ESLint Rule: require-csp-headers. This rule is part of eslint-plugin-browser-security.

Quick Summary

AspectDetails
SeverityMedium (XSS Mitigation)
Auto-Fix❌ No (requires policy definition)
CategorySecurity
ESLint MCP✅ Optimized for ESLint MCP integration
Best ForWeb servers serving HTML content
Suggestions✅ Advice on using Helmet for standard policies

Vulnerability and Risk

Vulnerability: A missing or weak Content Security Policy (CSP) leaves an application vulnerable to Cross-Site Scripting (XSS), clickjacking, and data injection attacks.

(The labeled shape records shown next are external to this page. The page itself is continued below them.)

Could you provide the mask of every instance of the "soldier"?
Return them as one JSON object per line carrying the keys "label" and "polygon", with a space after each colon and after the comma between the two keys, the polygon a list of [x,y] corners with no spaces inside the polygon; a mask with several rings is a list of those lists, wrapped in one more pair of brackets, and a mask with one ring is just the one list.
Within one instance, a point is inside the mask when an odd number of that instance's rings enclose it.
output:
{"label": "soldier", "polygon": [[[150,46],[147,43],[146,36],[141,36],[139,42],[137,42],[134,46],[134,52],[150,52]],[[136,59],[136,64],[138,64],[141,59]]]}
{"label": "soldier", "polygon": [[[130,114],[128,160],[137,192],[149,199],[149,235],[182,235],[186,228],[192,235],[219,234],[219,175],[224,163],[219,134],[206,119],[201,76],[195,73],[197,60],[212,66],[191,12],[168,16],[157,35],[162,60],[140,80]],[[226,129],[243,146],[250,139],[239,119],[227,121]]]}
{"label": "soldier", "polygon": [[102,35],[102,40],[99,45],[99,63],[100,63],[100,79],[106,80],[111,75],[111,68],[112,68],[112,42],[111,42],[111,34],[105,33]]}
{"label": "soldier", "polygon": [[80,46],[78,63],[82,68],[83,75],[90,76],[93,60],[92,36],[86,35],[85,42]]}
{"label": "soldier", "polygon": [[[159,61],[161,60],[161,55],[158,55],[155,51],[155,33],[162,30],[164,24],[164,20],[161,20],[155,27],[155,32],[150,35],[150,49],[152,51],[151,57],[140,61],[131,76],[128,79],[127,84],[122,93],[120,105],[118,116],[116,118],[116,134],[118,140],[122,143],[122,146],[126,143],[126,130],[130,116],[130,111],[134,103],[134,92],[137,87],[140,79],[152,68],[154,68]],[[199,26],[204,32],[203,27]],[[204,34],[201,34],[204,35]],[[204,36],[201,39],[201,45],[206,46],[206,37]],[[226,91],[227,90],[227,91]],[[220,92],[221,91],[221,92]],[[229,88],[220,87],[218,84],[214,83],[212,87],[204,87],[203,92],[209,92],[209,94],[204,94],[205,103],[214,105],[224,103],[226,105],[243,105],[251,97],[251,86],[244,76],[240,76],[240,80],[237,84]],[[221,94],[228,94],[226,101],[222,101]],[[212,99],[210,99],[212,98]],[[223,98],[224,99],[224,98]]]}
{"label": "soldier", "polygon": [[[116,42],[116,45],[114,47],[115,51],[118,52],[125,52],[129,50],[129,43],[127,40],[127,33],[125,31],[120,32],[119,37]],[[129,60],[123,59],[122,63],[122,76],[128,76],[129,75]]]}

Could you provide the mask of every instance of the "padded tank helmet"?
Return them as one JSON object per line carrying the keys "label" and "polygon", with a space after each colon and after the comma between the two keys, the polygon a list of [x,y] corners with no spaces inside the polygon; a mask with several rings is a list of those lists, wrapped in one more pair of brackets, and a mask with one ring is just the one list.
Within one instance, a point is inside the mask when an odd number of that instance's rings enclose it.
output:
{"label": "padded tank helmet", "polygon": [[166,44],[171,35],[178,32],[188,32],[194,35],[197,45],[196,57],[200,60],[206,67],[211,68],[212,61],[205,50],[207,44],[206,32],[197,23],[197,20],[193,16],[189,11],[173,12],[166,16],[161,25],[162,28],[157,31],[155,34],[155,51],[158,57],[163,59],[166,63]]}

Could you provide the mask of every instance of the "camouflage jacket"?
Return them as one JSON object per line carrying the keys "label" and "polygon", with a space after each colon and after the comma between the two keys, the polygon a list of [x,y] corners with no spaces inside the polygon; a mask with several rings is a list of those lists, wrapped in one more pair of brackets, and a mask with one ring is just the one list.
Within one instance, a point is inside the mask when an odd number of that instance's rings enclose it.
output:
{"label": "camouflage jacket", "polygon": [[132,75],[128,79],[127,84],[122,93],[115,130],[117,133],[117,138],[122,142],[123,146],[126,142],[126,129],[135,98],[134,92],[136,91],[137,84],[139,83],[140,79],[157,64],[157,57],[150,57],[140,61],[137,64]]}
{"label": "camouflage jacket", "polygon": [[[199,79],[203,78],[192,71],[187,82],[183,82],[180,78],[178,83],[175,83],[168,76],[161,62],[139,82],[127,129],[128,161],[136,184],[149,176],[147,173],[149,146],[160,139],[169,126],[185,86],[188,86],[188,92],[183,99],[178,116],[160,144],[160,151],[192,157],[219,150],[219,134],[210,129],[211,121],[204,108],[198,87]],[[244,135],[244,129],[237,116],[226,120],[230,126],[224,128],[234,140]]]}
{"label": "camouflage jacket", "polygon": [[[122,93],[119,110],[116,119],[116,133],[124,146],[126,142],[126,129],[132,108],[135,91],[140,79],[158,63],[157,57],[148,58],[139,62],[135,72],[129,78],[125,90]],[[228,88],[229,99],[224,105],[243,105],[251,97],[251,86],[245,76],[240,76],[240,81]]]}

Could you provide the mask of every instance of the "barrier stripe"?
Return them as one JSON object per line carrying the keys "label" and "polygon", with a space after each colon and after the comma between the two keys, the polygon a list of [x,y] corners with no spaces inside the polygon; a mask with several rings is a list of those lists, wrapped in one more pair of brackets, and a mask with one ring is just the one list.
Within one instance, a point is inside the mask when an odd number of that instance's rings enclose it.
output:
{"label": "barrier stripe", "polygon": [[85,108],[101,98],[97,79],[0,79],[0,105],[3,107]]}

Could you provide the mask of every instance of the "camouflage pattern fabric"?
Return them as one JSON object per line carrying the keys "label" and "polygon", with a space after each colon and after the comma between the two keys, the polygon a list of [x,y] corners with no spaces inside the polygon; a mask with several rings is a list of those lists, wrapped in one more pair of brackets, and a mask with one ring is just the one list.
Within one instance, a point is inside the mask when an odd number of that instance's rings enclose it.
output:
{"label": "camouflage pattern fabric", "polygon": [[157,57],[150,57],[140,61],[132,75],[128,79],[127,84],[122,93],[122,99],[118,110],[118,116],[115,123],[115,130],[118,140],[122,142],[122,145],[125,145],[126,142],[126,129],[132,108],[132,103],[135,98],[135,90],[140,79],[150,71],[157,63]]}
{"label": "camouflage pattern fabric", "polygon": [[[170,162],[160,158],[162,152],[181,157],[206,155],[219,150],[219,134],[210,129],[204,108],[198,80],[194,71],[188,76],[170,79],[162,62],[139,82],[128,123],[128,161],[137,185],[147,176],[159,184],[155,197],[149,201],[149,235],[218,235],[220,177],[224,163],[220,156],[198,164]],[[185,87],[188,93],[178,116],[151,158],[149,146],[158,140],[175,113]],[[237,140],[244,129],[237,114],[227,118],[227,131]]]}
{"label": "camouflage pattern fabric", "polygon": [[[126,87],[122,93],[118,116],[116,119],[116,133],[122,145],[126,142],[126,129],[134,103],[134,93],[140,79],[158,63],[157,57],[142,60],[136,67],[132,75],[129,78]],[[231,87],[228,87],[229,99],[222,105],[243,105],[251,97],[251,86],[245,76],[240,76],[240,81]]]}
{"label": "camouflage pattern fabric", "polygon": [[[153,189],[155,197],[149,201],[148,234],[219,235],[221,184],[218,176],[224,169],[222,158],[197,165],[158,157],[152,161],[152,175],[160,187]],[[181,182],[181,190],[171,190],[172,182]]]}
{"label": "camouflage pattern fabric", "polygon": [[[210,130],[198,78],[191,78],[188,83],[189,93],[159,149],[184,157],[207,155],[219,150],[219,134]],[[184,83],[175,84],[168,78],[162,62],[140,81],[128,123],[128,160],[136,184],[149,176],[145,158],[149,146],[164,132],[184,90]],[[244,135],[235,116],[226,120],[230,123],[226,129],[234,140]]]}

Risk: Without a CSP, the browser has no way of knowing if a script running on the page is legitimate or has been injected by an attacker. A successful XSS attack can lead to session theft, credential harvesting, and defacement.

Error Message Format

The rule provides LLM-optimized error messages (Compact 2-line format) with actionable security guidance:

🔒 CWE-1021 OWASP:M8 | Missing CSP detected | MEDIUM [XSS Mitigation]
   Fix: Use helmet.contentSecurityPolicy() or set CSP header manually | https://cwe.mitre.org/data/definitions/1021.html

Message Components

ComponentPurposeExample
Risk StandardsSecurity benchmarksCWE-1021 OWASP:M8
Issue DescriptionSpecific vulnerabilityMissing CSP detected
Severity & ComplianceImpact assessmentMEDIUM [XSS Mitigation]
Fix InstructionActionable remediationUse helmet.contentSecurityPolicy()
Technical TruthOfficial referenceImproper Restriction

Rule Details

This rule flags Express response methods like res.render() or res.send() when they appear to be sending HTML content without a corresponding CSP header being configured.

Why This Matters

IssueImpactSolution
🕵️ XSSSession theft and data leakageDefine strict script-src and object-src
🚀 ExfiltrationStealing data to external sitesUse connect-src to restrict outgoing requests
🤝 TrustSite used for phishingUse frame-ancestors to prevent clickjacking

Configuration

This rule has no configuration options in the current version.

Examples

❌ Incorrect

// Sending HTML directly without CSP headers
app.get('/', (req, res) => {
  res.send('<!DOCTYPE html><html><body><h1>Hello World</h1></body></html>');
});

// Rendering a view without global CSP middleware
app.get('/home', (req, res) => {
  res.render('index', { title: 'Home' });
});

✅ Correct

// Using Helmet middleware to set secure headers
import helmet from 'helmet';
app.use(helmet());

// Or setting CSP manually for a specific route
app.get('/', (req, res) => {
  res.setHeader(
    'Content-Security-Policy',
    "default-src 'self'; script-src 'self' https://trustedscripts.com",
  );
  res.send('<!DOCTYPE html><html>...</html>');
});

Known False Negatives

The following patterns are not detected due to static analysis limitations:

Global Middleware

Why: This rule is a heuristic and analyzes files individually. If you have global middleware like helmet in a central app.js, individual route handlers might still be flagged.

Mitigation: Use // eslint-disable-next-line for route handlers in projects where CSP is enforced globally.

Non-Standard Express Methods

Why: Custom response wrappers or other frameworks might use different methods to send HTML.

Mitigation: Standardize on a security-first framework and ensure it's applied consistently.